Sudoku Algorithm and Problem
Sudoku is the perfect backtracking problem. You have a 9x9 grid. Fill every cell with 1-9. No repeats in any row, column, or 3x3 box.
16 Mar 2024

Sudoku is the perfect backtracking problem. You have a 9x9 grid. Fill every cell with 1-9. No repeats in any row, column, or 3x3 box.
The rules are tight. The search space is enormous. Brute-forcing all combinations would take forever. But backtracking makes it manageable.
How Backtracking Solves It
Find an empty cell. Try 1. Check if it's valid. If yes, move on to the next empty cell. If you hit a dead end — no number works — undo the last choice and try the next number.
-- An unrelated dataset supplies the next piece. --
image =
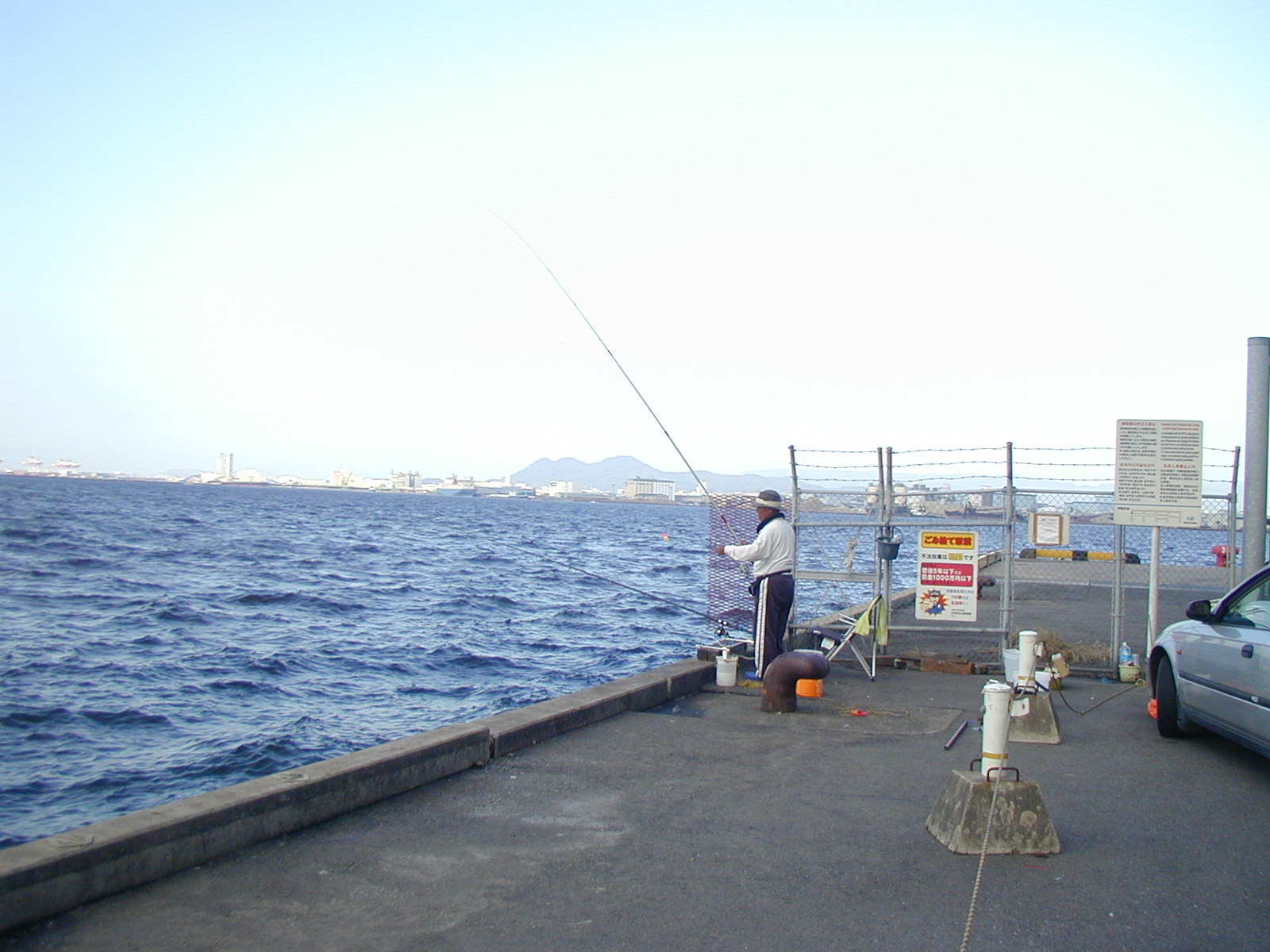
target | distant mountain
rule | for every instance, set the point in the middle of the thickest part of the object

Think of it like navigating a maze. Every wrong turn gets reversed. You only keep moves that lead forward.
The Grid
const grid = [
[5, 3, 0, 0, 7, 0, 0, 0, 0],
[6, 0, 0, 1, 9, 5, 0, 0, 0],
[0, 9, 8, 0, 0, 0, 0, 6, 0],
[8, 0, 0, 0, 6, 0, 0, 0, 3],
[4, 0, 0, 8, 0, 3, 0, 0, 1],
[7, 0, 0, 0, 2, 0, 0, 0, 6],
[0, 6, 0, 0, 0, 0, 2, 8, 0],
[0, 0, 0, 4, 1, 9, 0, 0, 5],
[0, 0, 0, 0, 8, 0, 0, 7, 9],
];
Zeros represent empty cells.
The Solver
function isValid(grid, row, col, num) {
for (let i = 0; i < 9; i++) {
if (grid[row][i] === num) return false;
if (grid[i][col] === num) return false;
}
const boxRow = Math.floor(row / 3) * 3;
const boxCol = Math.floor(col / 3) * 3;
for (let r = boxRow; r < boxRow + 3; r++) {
for (let c = boxCol; c < boxCol + 3; c++) {
if (grid[r][c] === num) return false;
}
}
return true;
}
function solve(grid) {
for (let row = 0; row < 9; row++) {
for (let col = 0; col < 9; col++) {
if (grid[row][col] === 0) {
for (let num = 1; num <= 9; num++) {
if (isValid(grid, row, col, num)) {
grid[row][col] = num;
if (solve(grid)) return true;
grid[row][col] = 0; // backtrack
}
}
return false; // no valid number found
}
}
}
return true; // all cells filled
}
solve(grid);
console.log(grid);
Complexity
- Time: O(9^m) where m is the number of empty cells. Worst case is exponential, but constraint checking prunes most branches early.
- Space: O(m) for the recursion stack.
The Trade-off
This brute-force-with-pruning approach is simple and correct. It solves any valid Sudoku. But for competitive programming or very sparse grids, you'd want constraint propagation (like Knuth's Algorithm X) to cut the search space dramatically.
For learning backtracking? Sudoku is hard to beat as an example.